When my dad got sick, I was in New York, learning about discomfort and struggle. My sister had joined my mom in Richmond and was helping her to move up to Northern Virginia while also caretaking. It was relatively early in my father’s illness and I was mostly in a state of safety from my geographic buffer. Though I couldn’t deny what was happening, I gladly wrapped the miles around me like sleeping bag. Then one week I got a call from my mom.

She offered an ultimatum. Either you come down in the next week to claim your stuff, or it’s getting thrown away. Not only did this tear at my sleeping bag, it felt like a threat. Frankly, I was scared of my dad sometimes even when he was healthy. Never knew what to expect of him. Now with impending mortality, the great unknown had hinted at a chance of literally anything.
Overwhelmed with the energy steaming out of the phone, I dithered. I said I didn’t think I could make it, without really trying to get the time off. This excuse had worked before, because it was true, it was very hard to get off with short notice. But of course, these extenuating circumstances would clear a path if I wanted it. But how do you ask for something you’re afraid of?
In the days before the deadline, I tried to read the situation, but it was completely new. Being a sentimental person, raised by a sentimental mother, I really wanted to go through all my old stuff. But not rushed, not now, in a once safe space with the windows blown out. Even visualizing it, filling a duffel to heave in the chinatown bus and drop in the apartment, felt sordid. I gambled that my Mom was just threatening me because she was stressed, she wanted the help and so far I wasn’t providing it.

In my head I would come and help, just not yet. A little more time please. And I felt, when she actually held my old artwork, my writing from when I first started getting gold stars, the book my college girlfriend made for me, the story of how we met. When she held these in her hands how could she throw it all away?
But the anxiety of illness doesn’t leave the energy for sentiment. Even as a nurse, you can only play professional so many hours of the day in your own home, before it starts to overcome. You can no longer hang it up with your coat at the door. The hospital has come to you. And so a handful of random objects were saved, and the rest of my look-back possessions were gone.
It took a while to accept. I wasn’t ready for what it would feel like not to hear “we kept a few boxes,” even if it was in an annoyed tone. I felt I was being punished. Then I felt guilty for being more upset about my old things than my dying father.
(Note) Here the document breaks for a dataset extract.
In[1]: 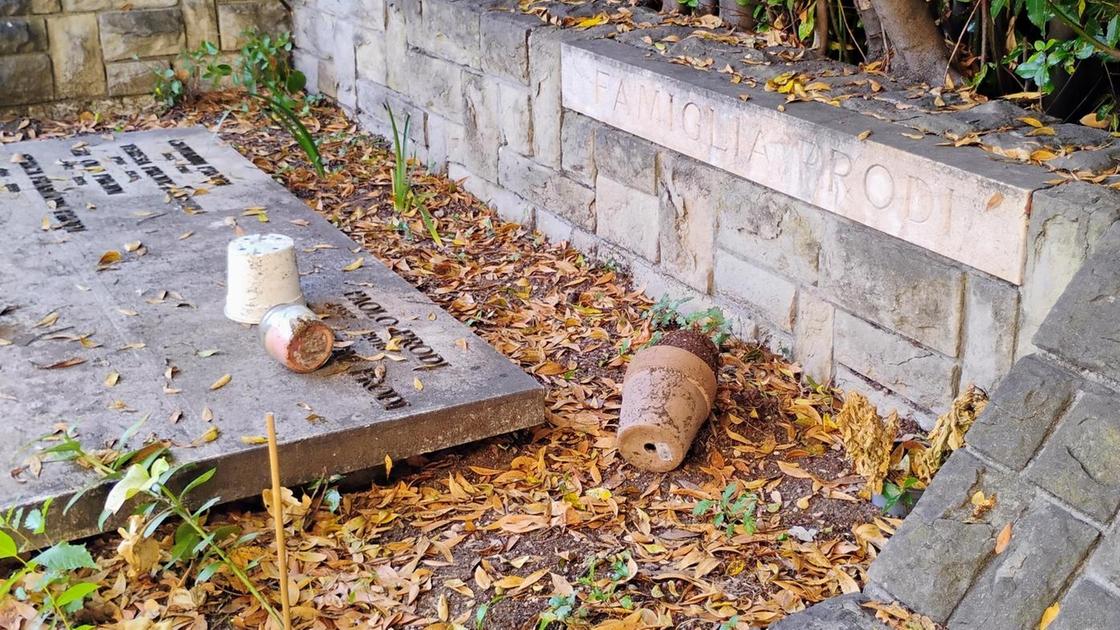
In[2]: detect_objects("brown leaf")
[32,356,85,370]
The shame was outsized and wrapped tight under my arms like the heart monitor my dad would sometimes wear to the gym. Uncomfortable, conspicuous, vaguely medical.

When looking back at what went wrong, I can see now that communication was the only real solution. I was scared to come home. If I had reached out to my sister and asked for the favor. Said, I’ll video call you. I’ll owe you forever. If I had talked to my job and told them my dad is dying, I have to go home for a few days. If any of it, then I would have more artifacts of my history.
I treated myself as though I’d lived through a fire. “It’s just stuff. It doesn’t make you who you are. And at day’s end, you have your health and safety. We didn't even lose the photo albums.” I repeated these lines many times, not naming the grief of losing such a trace of my wake. When a fire swells towards you, you have no time, no choice. And I had both and froze.
It is in this context that I’m thinking about freshening up and the thoughts that hold us back from what we want. I may not have any childhood bric a brac left over, but I have my memories, thoughts, and feelings. And anyone who’s gone deep in the brain closets will tell you, those are pretty powerful. They can dictate a lot in your present.
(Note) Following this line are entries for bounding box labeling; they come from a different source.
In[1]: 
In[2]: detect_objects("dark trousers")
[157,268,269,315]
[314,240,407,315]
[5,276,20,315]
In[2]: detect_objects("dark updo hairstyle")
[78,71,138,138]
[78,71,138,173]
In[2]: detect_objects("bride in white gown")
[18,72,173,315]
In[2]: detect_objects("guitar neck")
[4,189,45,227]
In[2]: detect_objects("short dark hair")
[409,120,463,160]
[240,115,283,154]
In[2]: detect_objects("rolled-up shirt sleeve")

I have some big thoughts and feelings from my childhood, formed to protect me at my most vulnerable. But some of those thoughts and feelings need to be acknowledged and released. That’s something I’m doing in therapy, but also something I’m doing in writing. Sharing my experiences, as honestly as possible, in order to release some of the emotion still tied up in them. To offer myself, both now and then, some compassion in one of the best ways I know how. By telling their story.
I want to get rid of more things this year. Not in a sense that I own way too much, but that, I want to more deeply connect with who I am. I want to remove things I don’t use, to let go of projects I have lost interest in, and want to shed the stories I’ve kept just for myself. By writing them and letting them out, I free myself of a bit of the burden of being their only keeper. Of the pain of losing them from simply being too afraid to face them fully. And let them go.